Disclosure Statement

This work was supported in part by the Centre Régional d'Innovation et de Transfert de Technologie Biomédicale (BIOCRITT). Dr. Christian Berthomier is the CEO, co-creator, shareholder, and an employee of the Physip S.A Company. Dr. Drouot has participated in research supported by Respironics and has participated in a speaking engagement for UCB Laboratories. Dr. Pierre Berthomier is co-creator, shareholder, and an employee of the Physip S.A Company. Dr. d'Ortho has participated in research supported by Respironics, Resmed, Guidant, and GlaxoSmithKline. The other authors have indicated no financial conflicts of interest.

FOOTNOTES

Note that this might cause a slight increase in the misclassification of stage 2 epochs that would then be labeled as SWS, especially in the presence of several K complexes. However, this has to be tempered when dealing with older subjects whose δ rhythm may increase in frequency. At the expense of some classification errors, our objective here is to be generic and to adopt a fair trade-off in order not to miss fast δ activity.

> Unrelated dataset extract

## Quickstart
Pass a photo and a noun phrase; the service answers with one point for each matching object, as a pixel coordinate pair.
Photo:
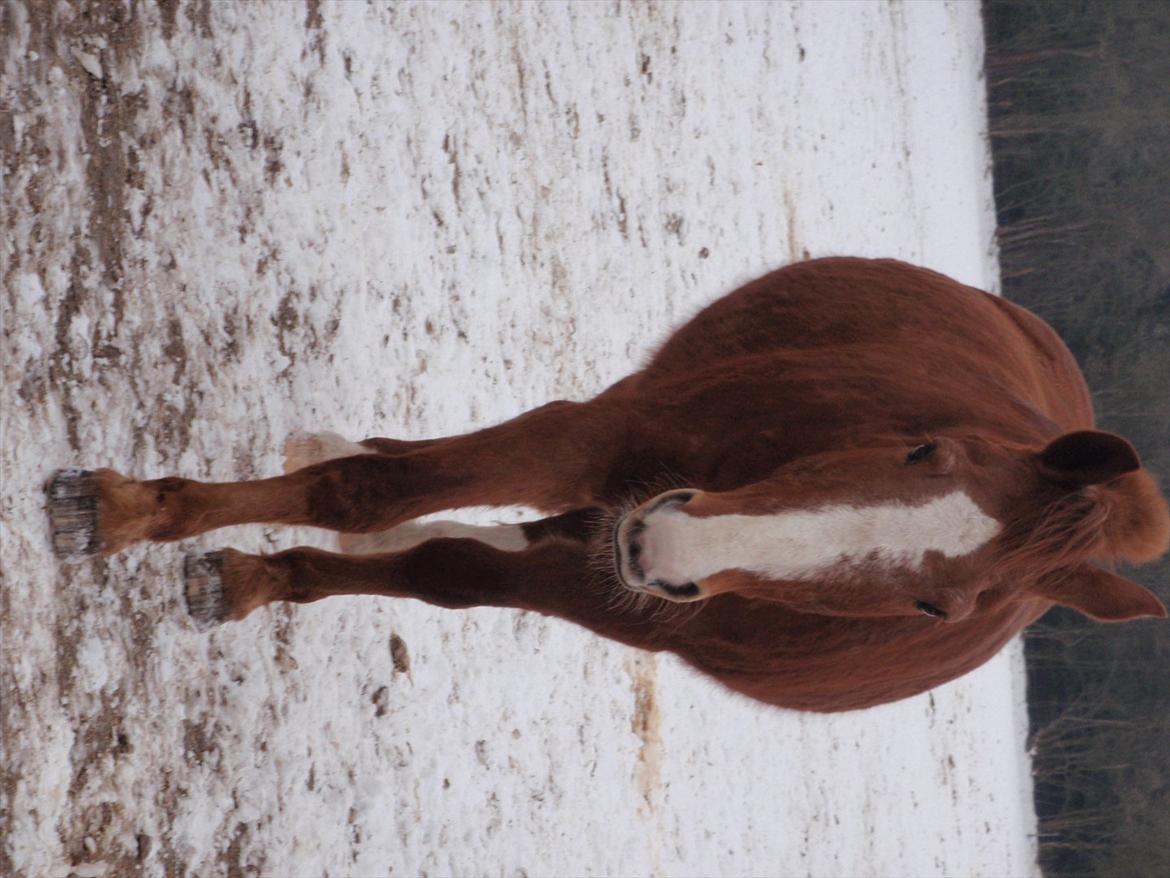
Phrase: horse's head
(947, 527)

A fuzzy set is a collection of objects with membership values between 0 (complete exclusion) and 1 (complete membership). The membership values are continuous and express the degrees to which each object is “compatible” with the properties or features that are specific to the collection. Thus using a partial quantification of membership, fuzzy logic enables us, during the iterative classification step, to deal with epochs that could possibly belong to different sleep stages.

§

Sensitivity and PPV differ by their denominator only. In our context, sensitivity is the ratio between the number of well classified epochs and the total number of epochs genuinely in that same state. PPV is the ratio between the number of well classified epochs and the total number of epochs classified in that same state by our approach (A).

**

PPV is also the conditional probability of obtaining the correct classification by automatic scoring.